OAR 333-035-0050
Definitions
(1)
“Accreditation” means a designation by an accrediting organization that a hospice program has met standards that have been developed to indicate a quality program.(2)
“Administrator” means a person responsible for the administrative functions and operation of the hospice program.(3)
“CMS” means Centers for Medicare and Medicaid Services.(4)
“Certification” means a state agency’s official recommendations and findings to CMS regarding a hospice program’s compliance with federal CMS regulations.(5)
“Conditions of Participation” mean the applicable federal regulations that hospice programs are required to comply with in order to participate in the federal Medicare and Medicaid programs.(6)
“Division” means the Oregon Health Authority, Public Health Division.(7)
“Hospice aide” has the same meaning as nurse’s aide.(8)
“Hospice program” means a coordinated program of home and inpatient care, available 24 hours a day, that utilizes an interdisciplinary team of personnel trained to provide palliative and supportive services to a patient-family unit experiencing a life threatening disease with a limited medical prognosis.

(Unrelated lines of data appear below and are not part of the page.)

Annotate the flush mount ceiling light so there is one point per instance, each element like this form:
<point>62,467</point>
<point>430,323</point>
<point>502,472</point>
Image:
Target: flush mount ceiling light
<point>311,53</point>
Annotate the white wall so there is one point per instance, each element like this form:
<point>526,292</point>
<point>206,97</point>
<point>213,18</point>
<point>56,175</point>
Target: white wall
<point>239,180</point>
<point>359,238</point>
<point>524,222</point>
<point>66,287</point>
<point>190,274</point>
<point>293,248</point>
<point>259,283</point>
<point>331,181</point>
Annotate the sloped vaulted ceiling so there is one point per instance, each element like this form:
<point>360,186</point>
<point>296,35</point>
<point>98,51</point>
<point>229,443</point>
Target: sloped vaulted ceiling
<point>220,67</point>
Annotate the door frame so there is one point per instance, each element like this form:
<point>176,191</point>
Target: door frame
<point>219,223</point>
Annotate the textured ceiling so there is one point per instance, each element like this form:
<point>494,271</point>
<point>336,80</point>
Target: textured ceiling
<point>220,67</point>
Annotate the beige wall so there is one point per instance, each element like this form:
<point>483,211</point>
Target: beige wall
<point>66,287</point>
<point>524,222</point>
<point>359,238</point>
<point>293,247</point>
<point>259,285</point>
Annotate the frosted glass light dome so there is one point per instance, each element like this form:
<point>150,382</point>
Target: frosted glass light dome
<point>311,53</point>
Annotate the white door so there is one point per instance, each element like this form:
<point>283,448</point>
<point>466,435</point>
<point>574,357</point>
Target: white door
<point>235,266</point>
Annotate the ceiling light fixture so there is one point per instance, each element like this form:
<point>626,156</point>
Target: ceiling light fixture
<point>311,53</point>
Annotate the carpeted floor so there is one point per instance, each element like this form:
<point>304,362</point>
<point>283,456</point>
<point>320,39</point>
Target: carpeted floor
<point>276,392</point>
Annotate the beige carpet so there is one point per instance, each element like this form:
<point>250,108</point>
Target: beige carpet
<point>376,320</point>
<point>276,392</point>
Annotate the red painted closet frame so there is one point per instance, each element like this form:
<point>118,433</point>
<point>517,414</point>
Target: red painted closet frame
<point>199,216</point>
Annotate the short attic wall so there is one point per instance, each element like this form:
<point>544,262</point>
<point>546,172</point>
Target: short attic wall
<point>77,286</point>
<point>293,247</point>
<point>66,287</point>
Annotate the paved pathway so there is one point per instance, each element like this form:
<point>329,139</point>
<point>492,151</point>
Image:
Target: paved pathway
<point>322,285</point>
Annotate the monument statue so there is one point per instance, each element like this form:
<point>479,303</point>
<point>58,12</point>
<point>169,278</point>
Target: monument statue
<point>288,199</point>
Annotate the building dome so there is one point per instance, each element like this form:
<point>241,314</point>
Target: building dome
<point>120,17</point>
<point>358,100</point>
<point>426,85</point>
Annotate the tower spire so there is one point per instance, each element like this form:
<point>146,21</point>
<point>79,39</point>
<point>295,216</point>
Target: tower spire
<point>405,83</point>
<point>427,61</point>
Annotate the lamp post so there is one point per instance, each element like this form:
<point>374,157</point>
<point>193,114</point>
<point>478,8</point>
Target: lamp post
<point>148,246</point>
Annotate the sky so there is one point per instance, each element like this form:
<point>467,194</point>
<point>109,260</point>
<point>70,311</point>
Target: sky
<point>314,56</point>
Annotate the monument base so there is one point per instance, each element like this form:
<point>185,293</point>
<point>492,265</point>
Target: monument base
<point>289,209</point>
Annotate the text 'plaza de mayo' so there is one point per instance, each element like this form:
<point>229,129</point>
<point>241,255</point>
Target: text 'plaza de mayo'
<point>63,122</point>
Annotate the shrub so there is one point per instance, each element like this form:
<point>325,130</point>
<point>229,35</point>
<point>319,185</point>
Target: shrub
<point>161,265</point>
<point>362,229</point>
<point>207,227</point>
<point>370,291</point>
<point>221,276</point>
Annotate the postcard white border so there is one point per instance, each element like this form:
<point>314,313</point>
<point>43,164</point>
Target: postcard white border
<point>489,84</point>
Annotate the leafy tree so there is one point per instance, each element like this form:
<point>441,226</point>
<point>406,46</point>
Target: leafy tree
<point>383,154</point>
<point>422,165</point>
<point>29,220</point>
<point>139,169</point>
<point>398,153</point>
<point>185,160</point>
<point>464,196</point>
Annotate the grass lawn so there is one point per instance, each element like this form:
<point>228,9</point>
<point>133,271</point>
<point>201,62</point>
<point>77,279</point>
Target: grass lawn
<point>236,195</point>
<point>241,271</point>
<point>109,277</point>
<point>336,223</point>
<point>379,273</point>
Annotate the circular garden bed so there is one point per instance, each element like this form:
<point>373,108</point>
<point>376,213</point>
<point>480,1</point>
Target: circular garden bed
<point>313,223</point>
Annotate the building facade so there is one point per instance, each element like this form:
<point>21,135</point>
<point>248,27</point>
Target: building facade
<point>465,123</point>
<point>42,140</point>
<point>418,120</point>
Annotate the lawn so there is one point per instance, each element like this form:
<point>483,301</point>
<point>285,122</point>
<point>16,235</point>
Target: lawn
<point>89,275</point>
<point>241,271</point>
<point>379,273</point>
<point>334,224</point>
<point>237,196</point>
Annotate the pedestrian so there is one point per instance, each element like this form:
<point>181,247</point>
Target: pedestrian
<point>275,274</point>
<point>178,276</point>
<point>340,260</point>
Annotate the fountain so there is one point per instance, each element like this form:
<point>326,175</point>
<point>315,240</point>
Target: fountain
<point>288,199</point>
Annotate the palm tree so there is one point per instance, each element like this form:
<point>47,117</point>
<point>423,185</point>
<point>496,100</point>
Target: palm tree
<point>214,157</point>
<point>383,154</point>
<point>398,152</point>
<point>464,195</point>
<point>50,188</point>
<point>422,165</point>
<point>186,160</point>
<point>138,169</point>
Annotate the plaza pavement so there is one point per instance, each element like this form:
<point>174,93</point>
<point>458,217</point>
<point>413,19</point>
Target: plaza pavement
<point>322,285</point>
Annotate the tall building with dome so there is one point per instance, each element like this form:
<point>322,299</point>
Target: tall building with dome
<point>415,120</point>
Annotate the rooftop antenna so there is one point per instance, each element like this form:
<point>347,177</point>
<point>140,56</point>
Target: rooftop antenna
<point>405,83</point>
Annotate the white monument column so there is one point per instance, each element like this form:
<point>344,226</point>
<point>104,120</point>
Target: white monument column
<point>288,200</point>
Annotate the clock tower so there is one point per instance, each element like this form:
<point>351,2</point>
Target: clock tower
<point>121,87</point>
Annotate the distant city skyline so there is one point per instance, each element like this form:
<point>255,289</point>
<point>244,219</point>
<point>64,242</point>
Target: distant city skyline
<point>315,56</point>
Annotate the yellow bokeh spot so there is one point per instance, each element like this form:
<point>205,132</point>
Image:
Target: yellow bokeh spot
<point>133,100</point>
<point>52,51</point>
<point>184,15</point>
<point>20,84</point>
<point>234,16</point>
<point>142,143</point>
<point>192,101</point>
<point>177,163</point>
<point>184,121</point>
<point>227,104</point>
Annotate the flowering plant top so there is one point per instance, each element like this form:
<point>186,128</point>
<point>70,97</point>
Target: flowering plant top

A hospice program is an institution for purposes of ORS 146.100 (Where death considered to have occurred).(9)
“Hospice services” means items and services provided to a patient-family unit by a hospice program or by other individuals or community agencies under a consulting or contractual arrangement with a hospice program. Hospice services include home care, inpatient care for acute pain and symptom management or respite, and bereavement services provided to meet the physical, psychosocial, emotional, spiritual and other special needs of a patient-family unit during the final stages of illness, dying and the bereavement period.(10)
“Interdisciplinary team” means a group of individuals working together in a coordinated manner to provide hospice care. An interdisciplinary team includes, but is not limited to, the patient-family unit, the patient’s attending physician or clinician and one or more of the following hospice program personnel:(a)
Physician;(b)
Nurse practitioner;(c)
Nurse;(d)
Nurse’s aide;(e)
Occupational therapist;(f)
Physical therapist;(g)
Trained lay volunteer;(h)
Clergy or spiritual counselor; or(i)
Credentialed mental health professional such as psychiatrist, psychologist, psychiatric nurse or social worker.(11)
“Medicare Certification Number” means the unique identification number, also referred to as the Medicare Provider Number, assigned to a qualifying hospice program by CMS.(12)
“Nurse’s Aide” means a person certified as a nursing assistant under ORS 678.442 (Certification of nursing assistants) who has received special hospice training in accordance with CMS Conditions of Participation.(13)
“Patient-family unit” includes an individual who has a life threatening disease with a limited prognosis and all others sharing housing, common ancestry or a common personal commitment with the individual.(14)
“Person” includes individuals, organizations and groups of organizations.(15)
“Survey” means an inspection of an applicant for a hospice program license or a hospice program to determine the extent to which the applicant or hospice program is in compliance with state hospice program statutes, these rules and CMS Conditions of Participation.